In some respects that simple act of cooking and eating bread from the fire embodies everything we have, everything we were and everything we will ever be. Right there we see evolution. We see man’s capacity to survive, to learn and to adapt. In the fire we see our ability to control the natural elements, to harness their power and make them work for us.
The bread represents our understanding of ecology and our reliance on the land. We see the domestication of plants and the consumption of their seeds, in short, the very bones of agriculture. Eating the bread symbolises the benefits of investment, but more importantly, our need for sustenance to exist at all, and in turn, and somewhat ironically, our fragility within an ecosystem that some might argue is fractured by our own desire to consume wherever we go.
“All we need to do to master the flames is to practice managing heat and with that, try to simplify the way we think about cooking over fire.”

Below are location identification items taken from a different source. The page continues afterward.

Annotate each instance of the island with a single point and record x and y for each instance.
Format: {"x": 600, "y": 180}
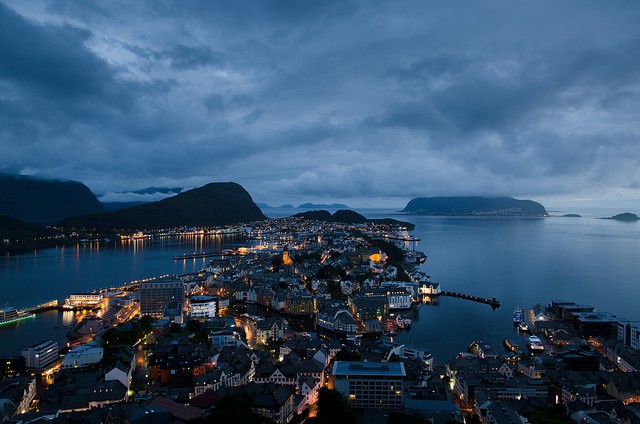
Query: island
{"x": 627, "y": 216}
{"x": 473, "y": 206}
{"x": 323, "y": 206}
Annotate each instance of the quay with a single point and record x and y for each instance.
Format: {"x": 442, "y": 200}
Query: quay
{"x": 493, "y": 302}
{"x": 196, "y": 255}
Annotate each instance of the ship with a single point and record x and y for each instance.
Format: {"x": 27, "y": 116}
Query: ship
{"x": 511, "y": 346}
{"x": 518, "y": 317}
{"x": 535, "y": 344}
{"x": 480, "y": 349}
{"x": 10, "y": 314}
{"x": 403, "y": 322}
{"x": 415, "y": 257}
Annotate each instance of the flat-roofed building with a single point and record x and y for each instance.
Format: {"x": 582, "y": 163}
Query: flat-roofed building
{"x": 82, "y": 356}
{"x": 370, "y": 384}
{"x": 84, "y": 300}
{"x": 39, "y": 356}
{"x": 203, "y": 306}
{"x": 154, "y": 295}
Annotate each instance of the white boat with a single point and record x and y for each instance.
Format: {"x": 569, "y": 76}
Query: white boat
{"x": 517, "y": 316}
{"x": 10, "y": 314}
{"x": 535, "y": 344}
{"x": 403, "y": 322}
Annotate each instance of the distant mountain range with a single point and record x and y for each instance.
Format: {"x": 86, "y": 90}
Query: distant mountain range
{"x": 14, "y": 229}
{"x": 212, "y": 204}
{"x": 315, "y": 206}
{"x": 45, "y": 202}
{"x": 627, "y": 216}
{"x": 349, "y": 217}
{"x": 464, "y": 206}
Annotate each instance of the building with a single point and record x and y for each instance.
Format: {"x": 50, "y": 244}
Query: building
{"x": 39, "y": 356}
{"x": 11, "y": 366}
{"x": 203, "y": 306}
{"x": 370, "y": 384}
{"x": 83, "y": 300}
{"x": 270, "y": 329}
{"x": 82, "y": 356}
{"x": 154, "y": 295}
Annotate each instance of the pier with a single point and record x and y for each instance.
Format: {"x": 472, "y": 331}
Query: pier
{"x": 493, "y": 302}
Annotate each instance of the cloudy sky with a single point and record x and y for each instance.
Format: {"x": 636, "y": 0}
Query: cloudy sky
{"x": 366, "y": 102}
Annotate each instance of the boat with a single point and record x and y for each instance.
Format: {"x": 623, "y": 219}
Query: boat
{"x": 9, "y": 314}
{"x": 415, "y": 257}
{"x": 511, "y": 346}
{"x": 535, "y": 344}
{"x": 403, "y": 322}
{"x": 481, "y": 350}
{"x": 518, "y": 316}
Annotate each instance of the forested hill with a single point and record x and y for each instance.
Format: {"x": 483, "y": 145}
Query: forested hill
{"x": 462, "y": 206}
{"x": 210, "y": 205}
{"x": 45, "y": 201}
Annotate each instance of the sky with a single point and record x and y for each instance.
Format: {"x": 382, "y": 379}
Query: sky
{"x": 369, "y": 103}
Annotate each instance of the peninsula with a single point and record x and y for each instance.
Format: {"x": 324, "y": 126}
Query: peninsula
{"x": 472, "y": 206}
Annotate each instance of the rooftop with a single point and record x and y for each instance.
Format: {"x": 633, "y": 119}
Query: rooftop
{"x": 377, "y": 369}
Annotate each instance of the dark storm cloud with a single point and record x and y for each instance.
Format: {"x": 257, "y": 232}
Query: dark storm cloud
{"x": 334, "y": 100}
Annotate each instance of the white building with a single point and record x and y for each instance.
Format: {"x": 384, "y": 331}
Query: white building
{"x": 203, "y": 306}
{"x": 41, "y": 355}
{"x": 84, "y": 300}
{"x": 370, "y": 384}
{"x": 82, "y": 356}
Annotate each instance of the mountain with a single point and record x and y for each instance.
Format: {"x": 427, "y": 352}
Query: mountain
{"x": 349, "y": 217}
{"x": 627, "y": 216}
{"x": 116, "y": 200}
{"x": 14, "y": 229}
{"x": 45, "y": 201}
{"x": 212, "y": 204}
{"x": 323, "y": 206}
{"x": 463, "y": 206}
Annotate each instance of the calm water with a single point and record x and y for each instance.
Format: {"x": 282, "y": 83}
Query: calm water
{"x": 519, "y": 261}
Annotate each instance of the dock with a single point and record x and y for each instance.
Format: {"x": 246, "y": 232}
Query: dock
{"x": 196, "y": 255}
{"x": 493, "y": 302}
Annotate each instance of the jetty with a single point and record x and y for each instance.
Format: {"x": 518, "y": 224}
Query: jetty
{"x": 493, "y": 302}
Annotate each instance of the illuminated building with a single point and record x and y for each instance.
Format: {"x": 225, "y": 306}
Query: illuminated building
{"x": 39, "y": 356}
{"x": 154, "y": 295}
{"x": 370, "y": 384}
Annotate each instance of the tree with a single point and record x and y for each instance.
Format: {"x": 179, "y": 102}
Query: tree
{"x": 235, "y": 410}
{"x": 333, "y": 408}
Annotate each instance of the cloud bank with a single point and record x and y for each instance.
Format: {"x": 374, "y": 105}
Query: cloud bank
{"x": 361, "y": 102}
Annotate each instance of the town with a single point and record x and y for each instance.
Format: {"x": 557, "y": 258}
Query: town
{"x": 306, "y": 310}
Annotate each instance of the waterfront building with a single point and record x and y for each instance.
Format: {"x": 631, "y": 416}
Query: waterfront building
{"x": 370, "y": 384}
{"x": 16, "y": 395}
{"x": 173, "y": 312}
{"x": 628, "y": 333}
{"x": 82, "y": 356}
{"x": 11, "y": 366}
{"x": 83, "y": 300}
{"x": 39, "y": 356}
{"x": 334, "y": 316}
{"x": 428, "y": 288}
{"x": 203, "y": 306}
{"x": 154, "y": 295}
{"x": 396, "y": 297}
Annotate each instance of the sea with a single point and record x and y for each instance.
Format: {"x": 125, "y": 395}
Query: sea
{"x": 519, "y": 261}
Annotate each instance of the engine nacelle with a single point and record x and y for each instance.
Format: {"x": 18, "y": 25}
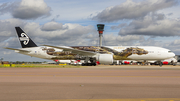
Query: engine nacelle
{"x": 105, "y": 58}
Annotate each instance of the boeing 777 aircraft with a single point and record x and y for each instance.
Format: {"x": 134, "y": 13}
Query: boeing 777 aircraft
{"x": 91, "y": 54}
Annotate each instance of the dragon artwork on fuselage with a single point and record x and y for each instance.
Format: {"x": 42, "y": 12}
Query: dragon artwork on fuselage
{"x": 117, "y": 55}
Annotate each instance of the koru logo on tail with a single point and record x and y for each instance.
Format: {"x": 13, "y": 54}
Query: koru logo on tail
{"x": 24, "y": 38}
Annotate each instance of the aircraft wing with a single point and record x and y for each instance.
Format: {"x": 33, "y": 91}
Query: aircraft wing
{"x": 16, "y": 49}
{"x": 74, "y": 51}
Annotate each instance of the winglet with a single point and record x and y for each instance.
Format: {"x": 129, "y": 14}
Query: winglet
{"x": 24, "y": 39}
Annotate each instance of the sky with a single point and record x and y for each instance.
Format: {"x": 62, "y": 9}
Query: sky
{"x": 74, "y": 23}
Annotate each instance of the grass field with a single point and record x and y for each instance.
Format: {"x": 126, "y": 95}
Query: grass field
{"x": 38, "y": 66}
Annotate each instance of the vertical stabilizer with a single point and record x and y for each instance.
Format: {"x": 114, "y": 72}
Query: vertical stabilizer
{"x": 24, "y": 39}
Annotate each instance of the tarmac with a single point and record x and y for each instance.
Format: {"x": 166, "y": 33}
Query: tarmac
{"x": 93, "y": 83}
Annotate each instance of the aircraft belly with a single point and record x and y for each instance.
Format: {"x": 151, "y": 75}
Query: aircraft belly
{"x": 142, "y": 57}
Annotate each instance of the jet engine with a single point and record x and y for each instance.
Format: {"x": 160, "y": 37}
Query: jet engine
{"x": 105, "y": 58}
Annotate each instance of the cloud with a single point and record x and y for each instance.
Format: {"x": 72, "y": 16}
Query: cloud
{"x": 132, "y": 10}
{"x": 53, "y": 26}
{"x": 26, "y": 9}
{"x": 152, "y": 25}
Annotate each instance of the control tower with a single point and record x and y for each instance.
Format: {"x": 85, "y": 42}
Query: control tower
{"x": 100, "y": 30}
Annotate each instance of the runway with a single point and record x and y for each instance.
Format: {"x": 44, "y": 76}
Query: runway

Like anything, a little practice goes a long way and it’s true, I’ve spent time learning how to cook with fire – it’s not like switching on the electric cooker and waiting for a timer to beep when your food is ready, but it’s not a precise science either. It’s more of an inherent craft or an art. It connects me with my surroundings and unifies my senses. The very act is liberating. For a few hours, I can cast off the walls of convention and with it, slip the tethers of time. I am not constrained there. There’s a freedom in it we’ve forgotten. I become a manager of heat, equating distance over temperature over time. Recipes simply become ideas. Wind and rain, elements I merely balance against wood and charcoal.
The heat from a fire has been harnessed to cook food for millions of years. We were doing it long before we knew how to speak or clothe ourselves; in fact we were pretty good at it. This makes me think that today, given our relative intelligence, cooking over fire should be an absolute doddle. All you need to do is learn to control the heat to your benefit. We’re fairly used to managing heat, as people, we do it all the time. We do it with clothes, boots, hats and scarves. Constantly adjusting and tweaking our outer skins means that we can live comfortably in a range of temperatures. Something as simple as running a bath involves managing heat too.
So, all we need to do to master the flames is to practice managing heat and with that, try to simplify the way we think about cooking over fire. That way we’ll feel more confident. Feeling confident about something means we tend to enjoy the experience and enjoy it with more regularity. And that can’t be a bad thing.